Given the state of national distress and mourning in the wake of the killings of George Floyd, Breonna Taylor, Ahmaud Arbery and so many other Black Americans at the hands of law enforcement in the last weeks, years and centuries, the Yale Daily News condemns such unjust violence and stands in solidarity with the protestors and activists who are fighting to dismantle systemic racism in America. Recognizing the many privileges and responsibilities of our institution and platform, we want to express our solidarity particularly with protestors in our own New Haven community, as well as address the ways the News has failed communities of color and needs to do more. 

The nation has reached a breaking point in recent days. Our country’s history tells a tragic and much longer story of dehumanization of and violence against Black Americans. Only by constantly confronting our own organization’s place in this history and recognizing the ways in which it continues into today, can we ever hope for a different future. 

There are more important voices to listen to and uplift right now: the Black organizers, students and leaders who have demanded widespread change — on issues of anti-racism, anti-Blackness, government failure and historical injusticelocally and nationally. But we hope that in using our platform to speak up and say the names of those who have been lost to racial violence, we can contribute to the choir of voices that have said loudly and clearly, now and for so long: Enough. 

The News deeply respects and admires the work of protesters, especially in our own New Haven community, which has historically been a center for activism and mobilization. New Haven organizations and community members have long fought structural racism in local institutions. From protesting the New Haven trial of Black Panther Party members at the 1970 May Day rally to the hard-won, decades-long push for a Civilian Review Board. From organizing around Justice for Jayson in 2017 to Justice for Stephanie and Paul in 2019. Last weekend, the New Haven community showed up once again, shutting down parts of the I-95 highway to demand an end to police brutality. They also denounced the “triple occupation” of New Haven, referring to the fact that the city has seen police intervention from the New Haven Police Department, Hamden Police Department and — the nation’s oldest university police department — the Yale Police Department. Our University contributes to the injustice and brutality that New Haven citizens face. 

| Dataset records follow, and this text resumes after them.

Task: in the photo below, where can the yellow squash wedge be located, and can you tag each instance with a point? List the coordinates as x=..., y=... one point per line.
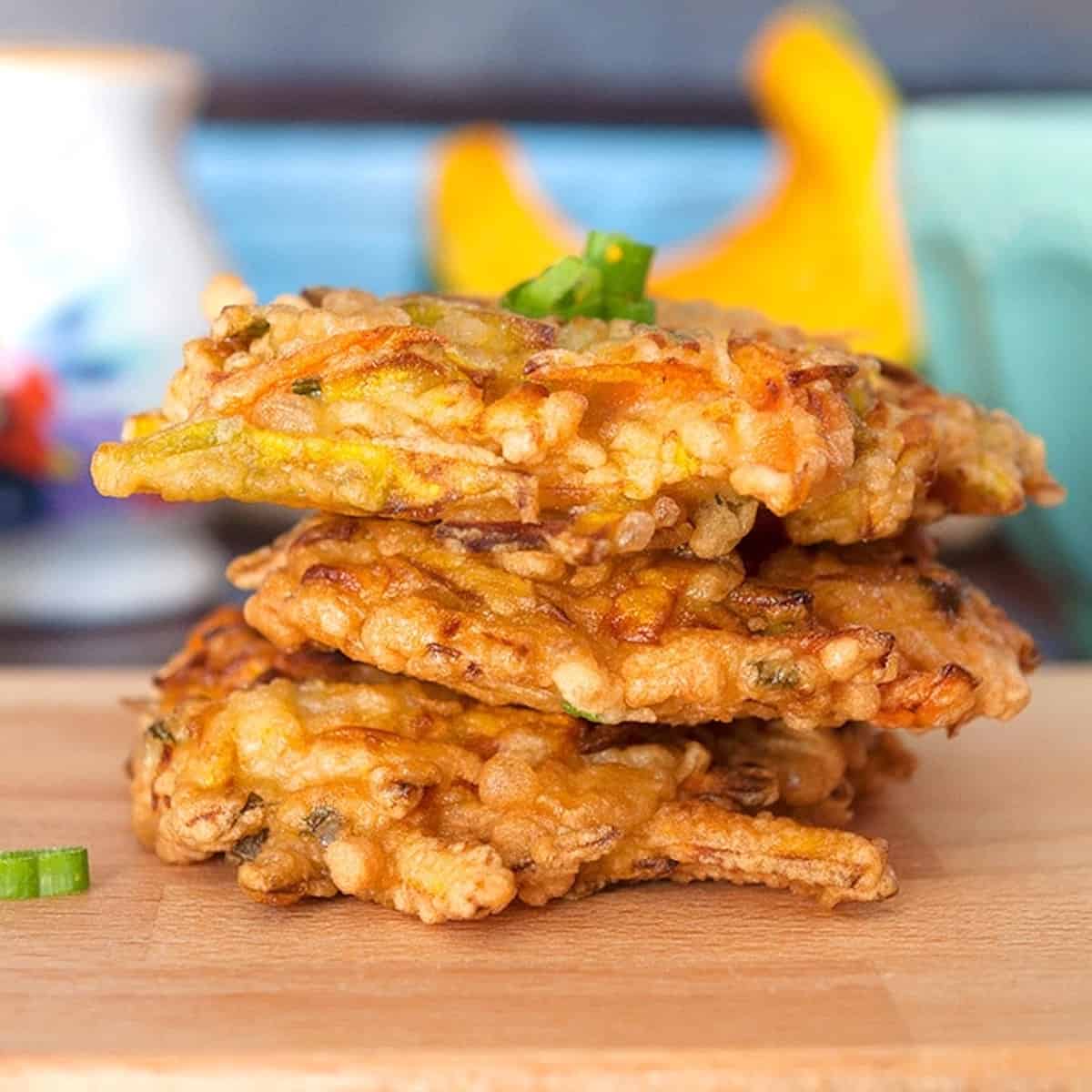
x=824, y=248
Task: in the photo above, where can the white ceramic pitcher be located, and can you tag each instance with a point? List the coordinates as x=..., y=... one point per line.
x=103, y=258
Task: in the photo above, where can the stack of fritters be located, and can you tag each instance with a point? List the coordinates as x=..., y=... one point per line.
x=587, y=602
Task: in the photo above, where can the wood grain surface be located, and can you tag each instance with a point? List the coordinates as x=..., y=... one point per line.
x=977, y=976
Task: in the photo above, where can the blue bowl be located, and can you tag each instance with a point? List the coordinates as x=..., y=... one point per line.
x=998, y=197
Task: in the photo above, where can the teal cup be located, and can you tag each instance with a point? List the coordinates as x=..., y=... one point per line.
x=998, y=199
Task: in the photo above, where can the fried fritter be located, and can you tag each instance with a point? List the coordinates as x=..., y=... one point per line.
x=404, y=794
x=649, y=637
x=603, y=437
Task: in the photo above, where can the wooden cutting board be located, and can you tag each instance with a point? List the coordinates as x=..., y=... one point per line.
x=977, y=976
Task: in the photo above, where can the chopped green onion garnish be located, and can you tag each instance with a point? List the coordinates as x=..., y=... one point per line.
x=30, y=874
x=606, y=283
x=623, y=262
x=572, y=711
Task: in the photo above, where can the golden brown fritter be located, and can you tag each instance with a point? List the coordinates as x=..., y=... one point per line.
x=606, y=437
x=414, y=797
x=649, y=637
x=223, y=654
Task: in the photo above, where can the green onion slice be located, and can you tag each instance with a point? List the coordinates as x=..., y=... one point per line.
x=607, y=282
x=625, y=262
x=572, y=711
x=30, y=874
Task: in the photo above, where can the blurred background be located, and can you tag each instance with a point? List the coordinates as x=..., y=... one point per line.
x=939, y=157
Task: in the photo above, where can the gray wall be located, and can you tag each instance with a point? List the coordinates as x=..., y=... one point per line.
x=566, y=55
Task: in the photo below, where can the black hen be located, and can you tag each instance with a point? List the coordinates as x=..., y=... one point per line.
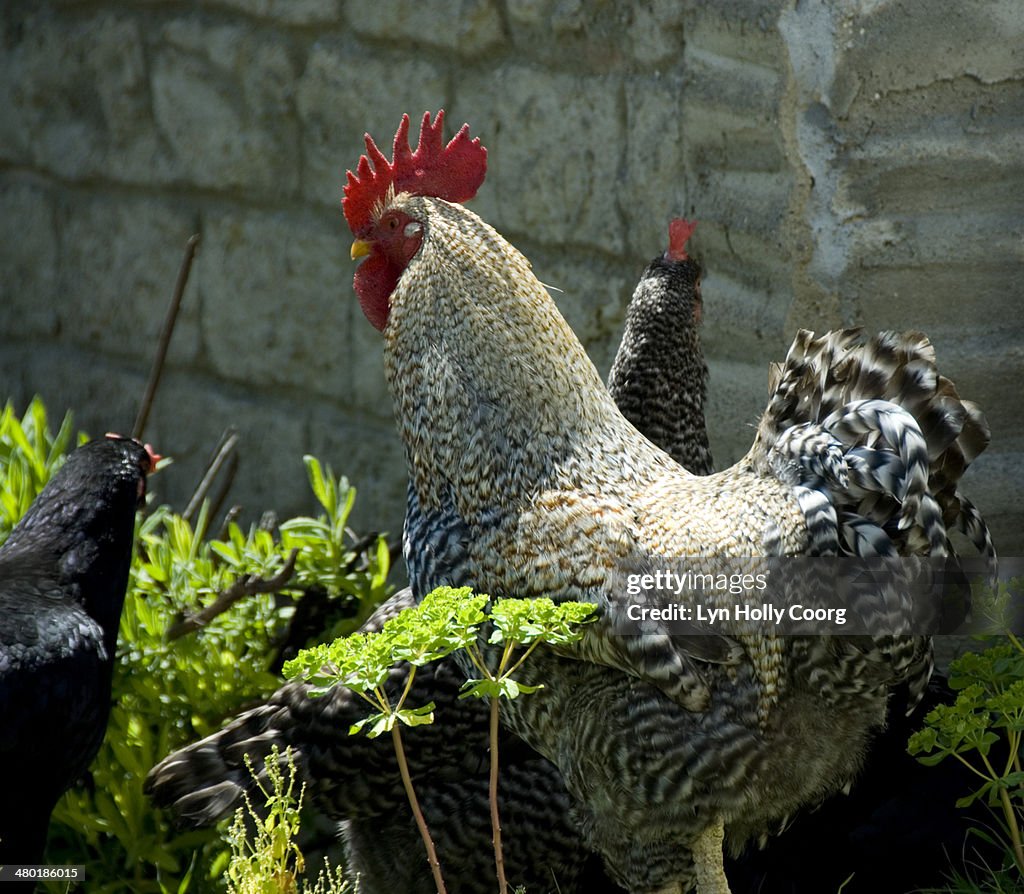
x=64, y=571
x=659, y=380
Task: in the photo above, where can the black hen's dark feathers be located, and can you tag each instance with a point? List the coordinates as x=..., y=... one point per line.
x=64, y=570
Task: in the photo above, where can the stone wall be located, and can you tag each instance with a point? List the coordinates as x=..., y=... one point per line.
x=851, y=163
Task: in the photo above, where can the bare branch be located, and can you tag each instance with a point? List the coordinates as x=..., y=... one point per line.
x=248, y=585
x=228, y=442
x=165, y=338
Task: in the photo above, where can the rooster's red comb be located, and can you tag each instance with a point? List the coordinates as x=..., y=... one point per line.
x=679, y=232
x=453, y=172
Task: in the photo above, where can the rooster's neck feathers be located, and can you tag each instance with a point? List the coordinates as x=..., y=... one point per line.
x=478, y=355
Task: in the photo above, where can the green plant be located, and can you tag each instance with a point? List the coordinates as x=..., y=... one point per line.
x=445, y=621
x=988, y=710
x=265, y=856
x=30, y=454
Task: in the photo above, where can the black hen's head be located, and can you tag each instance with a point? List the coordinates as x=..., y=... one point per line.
x=78, y=533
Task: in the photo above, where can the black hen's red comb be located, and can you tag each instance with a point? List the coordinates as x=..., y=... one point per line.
x=679, y=232
x=453, y=172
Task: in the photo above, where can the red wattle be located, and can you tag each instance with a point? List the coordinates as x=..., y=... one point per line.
x=375, y=280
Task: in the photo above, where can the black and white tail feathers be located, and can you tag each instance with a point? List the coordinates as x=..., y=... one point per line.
x=873, y=442
x=872, y=426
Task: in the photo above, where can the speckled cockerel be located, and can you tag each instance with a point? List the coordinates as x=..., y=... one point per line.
x=659, y=381
x=525, y=479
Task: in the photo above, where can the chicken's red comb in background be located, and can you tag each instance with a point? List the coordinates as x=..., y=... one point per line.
x=453, y=172
x=679, y=232
x=153, y=456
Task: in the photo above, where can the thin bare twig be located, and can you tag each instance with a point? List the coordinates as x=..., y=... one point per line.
x=165, y=338
x=249, y=585
x=228, y=441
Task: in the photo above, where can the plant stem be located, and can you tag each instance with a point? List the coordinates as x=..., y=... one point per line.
x=421, y=823
x=496, y=825
x=1015, y=833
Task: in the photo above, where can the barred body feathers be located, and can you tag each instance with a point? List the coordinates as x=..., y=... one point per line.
x=526, y=479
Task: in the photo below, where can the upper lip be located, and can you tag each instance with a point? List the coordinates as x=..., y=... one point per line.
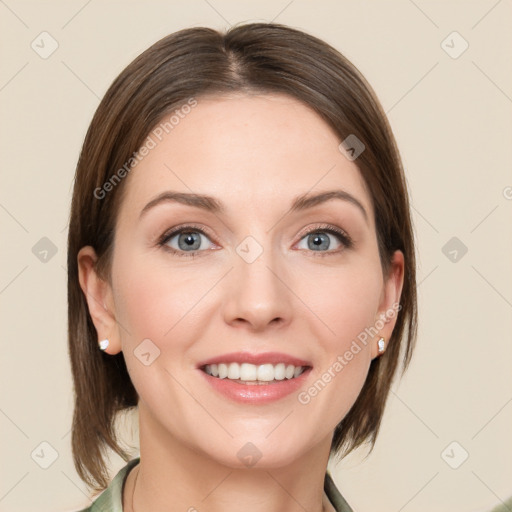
x=256, y=359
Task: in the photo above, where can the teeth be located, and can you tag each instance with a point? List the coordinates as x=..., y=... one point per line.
x=251, y=372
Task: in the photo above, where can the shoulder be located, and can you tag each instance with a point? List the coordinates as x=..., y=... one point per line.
x=111, y=499
x=338, y=501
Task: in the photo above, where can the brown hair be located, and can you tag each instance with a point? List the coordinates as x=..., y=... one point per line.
x=253, y=58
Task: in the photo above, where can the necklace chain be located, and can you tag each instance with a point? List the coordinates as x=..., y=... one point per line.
x=134, y=484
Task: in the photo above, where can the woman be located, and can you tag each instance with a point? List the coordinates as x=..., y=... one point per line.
x=241, y=270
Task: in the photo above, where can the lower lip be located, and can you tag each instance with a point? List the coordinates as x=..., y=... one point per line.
x=256, y=393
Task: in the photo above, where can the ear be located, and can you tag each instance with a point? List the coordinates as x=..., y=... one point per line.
x=389, y=306
x=98, y=294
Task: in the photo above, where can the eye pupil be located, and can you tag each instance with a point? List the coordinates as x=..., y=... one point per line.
x=320, y=240
x=191, y=241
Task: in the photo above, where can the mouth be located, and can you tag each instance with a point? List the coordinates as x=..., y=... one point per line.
x=255, y=378
x=251, y=374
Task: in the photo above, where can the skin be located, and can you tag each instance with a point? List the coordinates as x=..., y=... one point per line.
x=255, y=154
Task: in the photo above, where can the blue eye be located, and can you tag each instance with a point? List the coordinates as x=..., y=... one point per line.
x=320, y=240
x=185, y=241
x=190, y=240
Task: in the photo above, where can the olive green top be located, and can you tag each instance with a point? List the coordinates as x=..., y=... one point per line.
x=111, y=499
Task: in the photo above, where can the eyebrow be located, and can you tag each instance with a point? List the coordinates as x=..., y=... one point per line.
x=209, y=203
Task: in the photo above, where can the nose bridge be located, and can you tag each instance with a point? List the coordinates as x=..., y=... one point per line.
x=257, y=293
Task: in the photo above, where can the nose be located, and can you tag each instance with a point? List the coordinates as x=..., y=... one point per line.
x=257, y=293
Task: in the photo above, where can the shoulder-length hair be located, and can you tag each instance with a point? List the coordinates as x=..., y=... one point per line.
x=253, y=58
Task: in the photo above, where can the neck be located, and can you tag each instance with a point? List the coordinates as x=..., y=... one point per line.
x=172, y=472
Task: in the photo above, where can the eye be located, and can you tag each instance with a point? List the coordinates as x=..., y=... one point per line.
x=325, y=240
x=185, y=241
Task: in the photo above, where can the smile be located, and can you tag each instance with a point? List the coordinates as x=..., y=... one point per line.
x=247, y=373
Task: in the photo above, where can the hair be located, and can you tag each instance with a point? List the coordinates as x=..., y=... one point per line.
x=255, y=58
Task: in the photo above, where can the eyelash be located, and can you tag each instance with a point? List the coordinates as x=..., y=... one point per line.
x=342, y=236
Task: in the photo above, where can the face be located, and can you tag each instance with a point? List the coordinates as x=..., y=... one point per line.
x=253, y=279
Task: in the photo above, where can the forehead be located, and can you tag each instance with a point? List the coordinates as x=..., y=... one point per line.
x=244, y=149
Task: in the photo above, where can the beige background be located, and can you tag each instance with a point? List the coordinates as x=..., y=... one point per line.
x=452, y=119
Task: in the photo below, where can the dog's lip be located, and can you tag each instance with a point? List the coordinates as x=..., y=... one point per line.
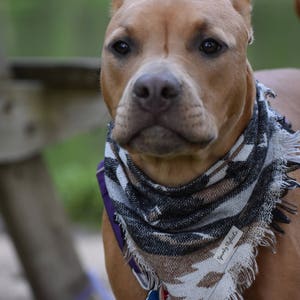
x=166, y=133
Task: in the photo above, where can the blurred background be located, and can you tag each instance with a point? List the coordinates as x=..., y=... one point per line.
x=65, y=28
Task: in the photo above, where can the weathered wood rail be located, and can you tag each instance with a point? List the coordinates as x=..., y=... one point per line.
x=42, y=102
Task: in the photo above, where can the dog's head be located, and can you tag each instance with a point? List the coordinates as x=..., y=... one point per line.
x=175, y=75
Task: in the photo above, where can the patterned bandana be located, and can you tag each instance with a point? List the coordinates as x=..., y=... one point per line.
x=200, y=240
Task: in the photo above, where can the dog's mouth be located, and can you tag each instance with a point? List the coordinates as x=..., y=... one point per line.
x=161, y=141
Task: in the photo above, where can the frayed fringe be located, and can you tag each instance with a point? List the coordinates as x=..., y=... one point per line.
x=290, y=146
x=244, y=278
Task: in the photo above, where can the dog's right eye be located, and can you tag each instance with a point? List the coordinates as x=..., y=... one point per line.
x=121, y=47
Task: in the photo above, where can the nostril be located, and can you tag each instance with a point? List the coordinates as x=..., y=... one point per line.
x=142, y=92
x=169, y=92
x=156, y=92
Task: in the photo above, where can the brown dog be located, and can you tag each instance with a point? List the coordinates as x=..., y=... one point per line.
x=175, y=132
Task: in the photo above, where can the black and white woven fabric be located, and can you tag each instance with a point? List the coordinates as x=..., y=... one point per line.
x=200, y=240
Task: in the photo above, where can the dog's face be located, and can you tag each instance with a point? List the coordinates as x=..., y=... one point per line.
x=174, y=73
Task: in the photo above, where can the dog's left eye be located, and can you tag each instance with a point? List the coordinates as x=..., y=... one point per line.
x=210, y=47
x=121, y=47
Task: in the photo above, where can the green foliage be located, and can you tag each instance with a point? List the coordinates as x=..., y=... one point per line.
x=72, y=165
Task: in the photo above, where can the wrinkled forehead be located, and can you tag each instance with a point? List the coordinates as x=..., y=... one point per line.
x=184, y=17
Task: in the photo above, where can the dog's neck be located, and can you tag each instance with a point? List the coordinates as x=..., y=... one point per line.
x=179, y=170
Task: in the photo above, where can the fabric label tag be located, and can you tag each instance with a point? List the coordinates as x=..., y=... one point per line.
x=227, y=247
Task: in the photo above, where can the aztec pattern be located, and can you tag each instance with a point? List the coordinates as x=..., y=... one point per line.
x=199, y=241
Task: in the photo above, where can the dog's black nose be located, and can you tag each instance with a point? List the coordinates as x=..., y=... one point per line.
x=156, y=92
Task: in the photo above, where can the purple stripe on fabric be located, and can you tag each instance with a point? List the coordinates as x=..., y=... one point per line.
x=110, y=210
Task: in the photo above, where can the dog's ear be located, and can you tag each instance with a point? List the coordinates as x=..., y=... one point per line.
x=244, y=8
x=115, y=5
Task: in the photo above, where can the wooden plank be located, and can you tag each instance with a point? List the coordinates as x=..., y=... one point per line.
x=37, y=224
x=74, y=73
x=32, y=117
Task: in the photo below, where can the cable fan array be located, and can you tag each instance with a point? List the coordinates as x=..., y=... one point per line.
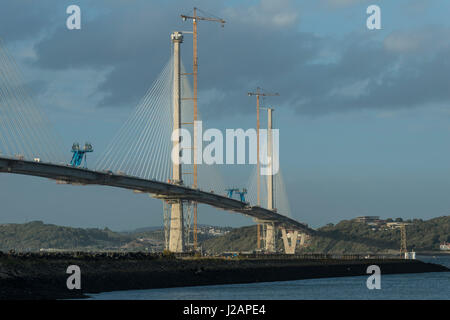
x=24, y=131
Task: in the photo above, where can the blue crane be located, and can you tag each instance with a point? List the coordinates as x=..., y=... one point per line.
x=79, y=154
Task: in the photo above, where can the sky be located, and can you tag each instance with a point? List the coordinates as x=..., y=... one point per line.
x=363, y=114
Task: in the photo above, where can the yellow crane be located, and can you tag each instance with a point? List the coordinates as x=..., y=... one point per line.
x=258, y=93
x=194, y=19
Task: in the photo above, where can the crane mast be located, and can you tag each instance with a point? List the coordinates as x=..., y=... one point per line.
x=258, y=93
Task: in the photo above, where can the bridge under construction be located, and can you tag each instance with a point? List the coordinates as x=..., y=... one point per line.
x=145, y=156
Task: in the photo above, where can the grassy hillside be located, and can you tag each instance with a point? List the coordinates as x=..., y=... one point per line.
x=35, y=235
x=347, y=237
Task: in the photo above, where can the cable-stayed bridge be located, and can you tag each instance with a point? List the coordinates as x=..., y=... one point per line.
x=139, y=157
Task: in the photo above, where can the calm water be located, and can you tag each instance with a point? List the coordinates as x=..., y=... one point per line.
x=434, y=285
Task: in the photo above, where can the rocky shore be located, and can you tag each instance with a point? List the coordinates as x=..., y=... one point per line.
x=43, y=275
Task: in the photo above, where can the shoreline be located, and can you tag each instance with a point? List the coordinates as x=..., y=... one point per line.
x=38, y=276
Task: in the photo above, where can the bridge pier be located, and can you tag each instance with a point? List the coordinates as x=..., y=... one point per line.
x=289, y=242
x=176, y=236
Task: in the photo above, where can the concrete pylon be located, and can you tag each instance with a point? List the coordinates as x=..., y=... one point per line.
x=289, y=244
x=270, y=237
x=176, y=238
x=270, y=241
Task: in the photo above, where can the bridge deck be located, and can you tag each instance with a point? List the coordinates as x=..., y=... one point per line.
x=74, y=175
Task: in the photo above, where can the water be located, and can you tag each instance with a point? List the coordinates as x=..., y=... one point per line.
x=434, y=285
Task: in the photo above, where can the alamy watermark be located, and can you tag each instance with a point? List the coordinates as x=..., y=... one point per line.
x=233, y=146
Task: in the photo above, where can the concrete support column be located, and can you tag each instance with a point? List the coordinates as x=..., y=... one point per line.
x=177, y=38
x=270, y=227
x=270, y=204
x=176, y=238
x=289, y=243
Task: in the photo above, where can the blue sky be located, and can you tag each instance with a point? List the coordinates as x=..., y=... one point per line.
x=363, y=115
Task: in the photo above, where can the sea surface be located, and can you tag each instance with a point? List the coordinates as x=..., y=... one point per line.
x=417, y=286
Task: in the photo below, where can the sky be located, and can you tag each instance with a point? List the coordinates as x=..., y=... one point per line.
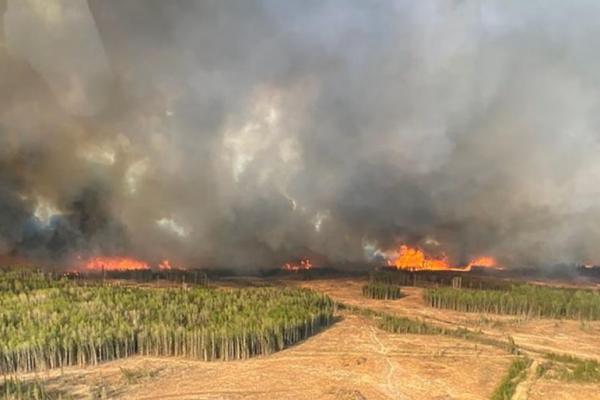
x=250, y=133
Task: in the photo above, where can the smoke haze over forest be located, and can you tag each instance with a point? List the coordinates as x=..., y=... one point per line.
x=247, y=133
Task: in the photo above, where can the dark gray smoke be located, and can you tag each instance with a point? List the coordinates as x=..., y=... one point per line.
x=248, y=133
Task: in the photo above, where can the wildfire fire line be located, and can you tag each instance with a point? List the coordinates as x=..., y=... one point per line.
x=303, y=265
x=121, y=264
x=411, y=258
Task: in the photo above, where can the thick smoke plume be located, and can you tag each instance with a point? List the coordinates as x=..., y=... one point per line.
x=248, y=133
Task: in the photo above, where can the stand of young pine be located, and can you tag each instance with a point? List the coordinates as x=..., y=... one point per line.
x=525, y=300
x=50, y=324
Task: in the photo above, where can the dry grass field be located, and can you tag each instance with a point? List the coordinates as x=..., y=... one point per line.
x=353, y=359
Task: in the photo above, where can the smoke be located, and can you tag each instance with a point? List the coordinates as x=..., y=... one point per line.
x=249, y=133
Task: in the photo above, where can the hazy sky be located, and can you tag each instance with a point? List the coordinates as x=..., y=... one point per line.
x=249, y=133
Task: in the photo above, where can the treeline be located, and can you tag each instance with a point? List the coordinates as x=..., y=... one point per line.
x=525, y=300
x=24, y=279
x=191, y=276
x=435, y=279
x=75, y=325
x=381, y=291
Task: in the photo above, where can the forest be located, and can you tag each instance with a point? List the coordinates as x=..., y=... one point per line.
x=524, y=300
x=49, y=323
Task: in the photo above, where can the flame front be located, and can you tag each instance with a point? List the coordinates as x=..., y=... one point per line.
x=115, y=264
x=303, y=265
x=489, y=262
x=415, y=259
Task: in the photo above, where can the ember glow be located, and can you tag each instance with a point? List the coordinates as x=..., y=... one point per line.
x=412, y=258
x=115, y=264
x=303, y=265
x=489, y=262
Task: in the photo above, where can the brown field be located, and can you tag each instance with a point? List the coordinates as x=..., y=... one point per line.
x=355, y=360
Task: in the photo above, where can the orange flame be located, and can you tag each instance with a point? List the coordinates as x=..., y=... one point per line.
x=489, y=262
x=303, y=265
x=413, y=258
x=416, y=259
x=115, y=264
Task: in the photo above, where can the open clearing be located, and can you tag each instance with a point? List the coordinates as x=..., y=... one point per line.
x=353, y=359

We also recognize that, as Yale students — members of an educational institution with centuries-old, entrenched privilege — we have often failed the New Haven community and perpetuated deep-rooted inequities and oppression. This privilege is particularly stark in a city that has tremendous experience with the long American legacy of systemic racial oppression. 

Only speaking out against racial violence is not enough. We must acknowledge and root out racial hatred and prejudice in all its forms. For non-Black allies, this work must be active and intentional. It must involve actively fighting against racism rather than idly opposing it and spreading awareness and anti-racism in our communities. We cannot overstate the seriousness and importance of allyship.

The News has a long and ongoing history of being alienating and exclusionary, with the composition of our staff inadequately reflecting the communities we seek to serve. We have failed on this front, but we will strive to improve. We will continue to interrogate our work as a newspaper and take actionable steps to become an accessible and inclusive space, one that produces content that uplifts communities of color at our university and in New Haven. It is our job to hold ourselves accountable. We will hold internal conversations about these issues, and will publish the results of these early discussions — concrete actions that the News will take — within the month. 

We strongly urge our readers to speak out and show up for the Black community. Protest, sign petitions, vote and demand change from your political representatives. Those with financial means: Donate to the families of victims, and other local and national organizations that support the Black community, that combat police violence and anti-Blackness and address racial and criminal justice. Give to the upcoming “Yale Together” initiative, which will match funds for racial justice organizations. 

As the pandemic pulls us so far apart from one another, we hope that we and our fellow Yalies can find ways to feel closer than ever before. The past few weeks affect members of the Yale community differently. While we may all be feeling grief and frustration, the weeks have been infinitely more difficult for Black community members. 

In showing up for one another and taking direct action, we can all begin to bring about change.

The News’ View represents the opinion of the majority of the members of the Yale Daily News Managing Board of 2021.